La vita dell'homeless secondo Lee Stringer

La mia copia


Oggi che siamo in pochi, vorrei condividere con voi la mia passione per un romanzo scoperto del tutto casualmente. 
Come sapete, su Internet un argomento tira l'altro. E' così, che facendo una ricerca su un tema innocuo e frivolo, sono finita a leggere un'intervista a Lee Stringer, scrittore amricano a me sconosciuto.
Uno dei tanti, devo ammettere; leggo molto, ma a casaccio, saltello qua e là priva di metodo. D'altra parte la letteratura è un grande amore e l'amore è sempre un po' anarchico e caotico.

Dicevo... mi sono imbucata in un colloquio tra questo scrittore e un giornalista. La prima cosa che mi ha colpita è che si parlava di matite e io - con la mia amica Patrizia, sorella di passioni - sono un po' ossessionata dai lapis (infatti è il motivo - il tema innocuo e frivolo di cui sopra - per il quale sono arrivata a quella pagina). Poi l'attenzione si è spostata alla foto che ritraeva l'autore: un viso particolare, occhi profondi, tratti marcati che sembravano formare una smorfia di disgusto; somiglia a Morpheus di Matrix, ho pensato.

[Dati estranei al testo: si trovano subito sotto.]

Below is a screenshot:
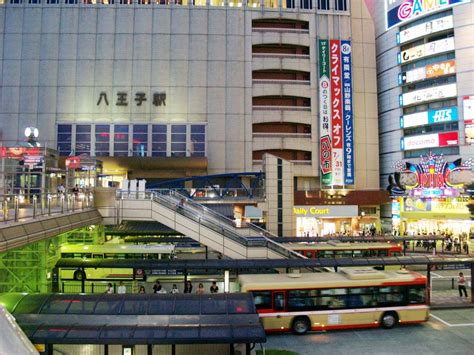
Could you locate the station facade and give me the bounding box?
[0,0,386,235]
[366,0,474,237]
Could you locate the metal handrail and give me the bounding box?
[161,190,306,259]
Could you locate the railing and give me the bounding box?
[0,189,94,222]
[159,190,304,259]
[117,189,306,259]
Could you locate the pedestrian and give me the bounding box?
[458,272,467,297]
[209,281,219,293]
[117,281,127,295]
[153,280,162,293]
[105,282,114,293]
[184,281,193,293]
[196,283,204,295]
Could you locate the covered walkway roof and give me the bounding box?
[0,293,266,344]
[56,255,474,270]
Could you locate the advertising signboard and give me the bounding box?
[341,41,354,185]
[400,107,458,128]
[400,132,459,150]
[398,60,456,85]
[319,40,332,186]
[385,0,470,29]
[400,84,457,106]
[463,95,474,144]
[398,37,454,64]
[397,15,453,44]
[329,39,344,186]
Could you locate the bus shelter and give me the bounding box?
[53,255,474,304]
[0,293,266,355]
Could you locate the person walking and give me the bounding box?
[171,284,179,294]
[458,272,467,297]
[153,280,162,293]
[184,281,193,293]
[196,283,204,295]
[105,282,114,293]
[117,281,127,295]
[209,281,219,293]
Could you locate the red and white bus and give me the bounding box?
[239,268,429,334]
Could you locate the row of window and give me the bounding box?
[57,124,206,157]
[252,286,425,312]
[404,122,459,137]
[4,0,348,11]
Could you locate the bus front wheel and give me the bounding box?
[74,270,86,281]
[292,317,311,335]
[380,312,398,329]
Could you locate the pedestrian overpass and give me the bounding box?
[103,190,305,259]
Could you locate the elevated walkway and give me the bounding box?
[106,190,305,259]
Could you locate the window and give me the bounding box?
[252,291,272,309]
[171,125,186,157]
[318,0,329,10]
[95,125,110,157]
[190,125,206,157]
[76,125,91,155]
[151,124,167,157]
[133,124,148,157]
[334,0,347,11]
[114,125,128,157]
[58,124,72,156]
[300,0,313,9]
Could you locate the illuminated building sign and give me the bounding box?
[400,84,457,106]
[397,37,454,64]
[389,153,473,197]
[385,0,470,29]
[293,205,358,217]
[398,60,456,85]
[397,16,453,44]
[400,132,459,150]
[463,96,474,144]
[400,107,458,128]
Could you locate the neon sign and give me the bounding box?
[388,153,472,197]
[387,0,470,29]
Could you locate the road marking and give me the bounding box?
[430,313,474,327]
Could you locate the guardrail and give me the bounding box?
[0,190,94,222]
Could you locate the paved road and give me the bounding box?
[265,308,474,355]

Dopo aver perso tempo in azzardate analogie filmiche, mi sono concentrata sull'intervista e mi è parso che le sue risposte collimassero con l'aspetto del suo viso.
Incuriosita dalla schiettezza del racconto sui suoi anni da homeless (prima lavorava come copywriter; licenziamento, crollo, perdita di ogni punto di riferimento), ho acquistato il romanzo Inverno alla Grand Central

Senza cedere a sentimentalismi, anzi con tono asciutto ma meravigliosamente coinvolgente, questo notevole scrittore mi ha accompagnata senza difficoltà in un mondo di droga ed estrema povertà verso il quale provavo un certa resistenza (la paura del futuro è anche quella roba lì). 

Ho sottolineato molti brani e quando sono arrivata all'ultima pagina ho ricominciato a leggere da capo.
Mi è piaciuta la sua capacità di sdrammatizzare una condizione disperata.
"Certo, la vita sulla strada può essere ingrata e dolorosa. Ma è pur sempre la testimonianza della capacità di ripresa dello spirito il fatto che, anche tra le amare realtà di un'esistenza alla giornata, sia possibile trovare rifugio in un acuto senso dell'umorismo".

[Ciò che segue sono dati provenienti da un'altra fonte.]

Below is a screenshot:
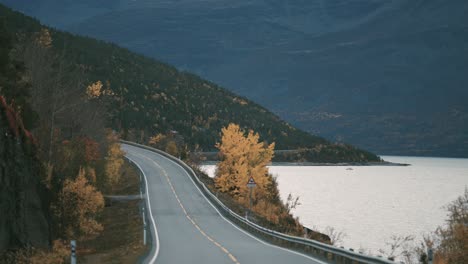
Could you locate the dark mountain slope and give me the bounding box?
[1,0,468,156]
[0,7,379,162]
[0,96,51,254]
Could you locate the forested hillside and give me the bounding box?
[0,6,379,162]
[0,0,468,157]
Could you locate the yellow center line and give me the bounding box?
[143,156,240,264]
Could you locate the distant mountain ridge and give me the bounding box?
[0,0,468,157]
[0,5,380,162]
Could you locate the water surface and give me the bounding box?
[199,156,468,254]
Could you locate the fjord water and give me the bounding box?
[199,156,468,254]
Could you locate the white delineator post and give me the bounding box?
[427,248,434,264]
[70,240,76,264]
[142,205,146,246]
[245,176,257,220]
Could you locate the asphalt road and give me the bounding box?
[122,144,323,264]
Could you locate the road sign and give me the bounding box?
[247,176,257,188]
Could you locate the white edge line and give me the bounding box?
[130,145,328,264]
[126,153,159,263]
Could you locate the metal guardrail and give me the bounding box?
[121,140,395,264]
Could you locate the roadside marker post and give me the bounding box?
[70,240,76,264]
[142,205,147,246]
[427,248,434,264]
[245,176,257,220]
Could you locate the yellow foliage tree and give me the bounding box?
[149,133,166,146]
[105,132,125,187]
[215,124,275,206]
[165,140,179,157]
[55,169,104,239]
[86,81,102,99]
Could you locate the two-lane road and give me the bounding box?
[122,144,322,264]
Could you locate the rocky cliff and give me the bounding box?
[0,96,50,255]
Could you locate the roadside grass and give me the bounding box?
[77,160,148,264]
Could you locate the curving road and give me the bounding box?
[122,144,323,264]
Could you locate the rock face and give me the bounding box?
[0,96,50,255]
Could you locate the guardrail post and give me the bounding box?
[70,240,76,264]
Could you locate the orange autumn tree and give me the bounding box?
[54,169,104,239]
[215,124,275,206]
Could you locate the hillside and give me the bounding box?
[0,6,379,162]
[4,0,468,157]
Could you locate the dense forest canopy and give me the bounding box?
[0,6,379,162]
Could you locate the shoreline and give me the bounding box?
[200,160,411,167]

Ho avuto modo di comprendere, almeno in una minima parte, la visione del mondo di un senzatetto. Perché io so come vedo loro, ma non sapevo come loro vedono me.
"Al pari dell'Uomo Invisibile di Ellison, eravamo svaniti in quella parte di paesaggio che si rifiutava di sostenere il Sogno Americano.
E che pochi vogliono vedere.
Non-persone in una vuota terra di nessuno.
Naturalmente l'indifferenza cresce da entrambe le parti. Noi, i diseredati, eravamo diventati bravi quanto loro a relegare il pubblico di passaggio alla periferia della nostra coscienza". 

Romanzo veramente appassionante. 
A Stringer gli si vuole bene. Tanto.